Here is a very cool intro to what was going on in the early days of silent cinema, especially for those who have become curious about the early days of movies after learning about Georges Méliès in Scorsese's Hugo.
In other news, UCLA is hosting a jaw-dropping showcase of ultra-rare films by the incomparable film experimenter Dziga Vertov. While best known for Man with a Movie Camera (1929), his other work is perhaps even more incredible, especially his Kino-Pravda newsreels, in which he displays an eye for composition and montage that is more modern and unique than even some of the most experimental filmmakers we have today.

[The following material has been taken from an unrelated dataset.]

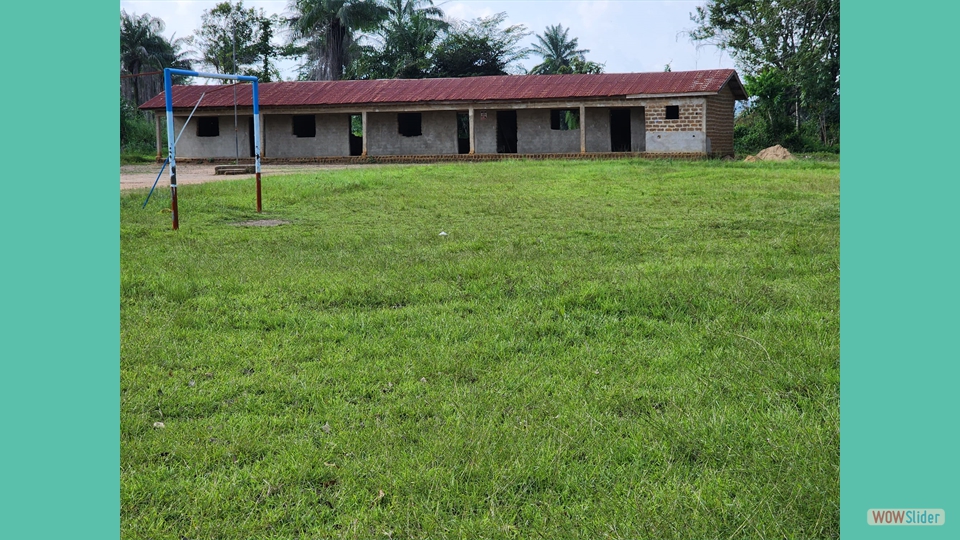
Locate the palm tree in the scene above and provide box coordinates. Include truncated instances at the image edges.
[373,0,450,79]
[530,24,590,75]
[287,0,388,81]
[120,10,190,105]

Vertov screening info here.
If you were not aware, he was also a huge influence on Jean-Luc Godard, who formed "The Dziga Vertov Group" with Jean-Pierre Gorin in 1968, during his most political period of filmmaking.
The only negative about the show — and it is a huge one — is that unless you live there, the UCLA Billy Wilder Theater at the Hammer Museum is nigh impossible to get to. With some screenings brilliantly scheduled for 7:30 p.m. at the height of Friday night rush hour, these great works may go unseen. If you live there, please take advantage of this treasure trove of the rarest work by one of the greatest Soviet montage artists of all time. For the rest of us, we just have to be in Westwood already earlier in the day, or else allow two hours if you live on the east side or Valley. Or petition the theater to adopt a more sensible 8:30 p.m. screening time; they would start to attract bigger crowds. All L.A. theaters should consider doing this, even the Egyptian, which should know very well the traffic and parking bottleneck it sits square in the middle of!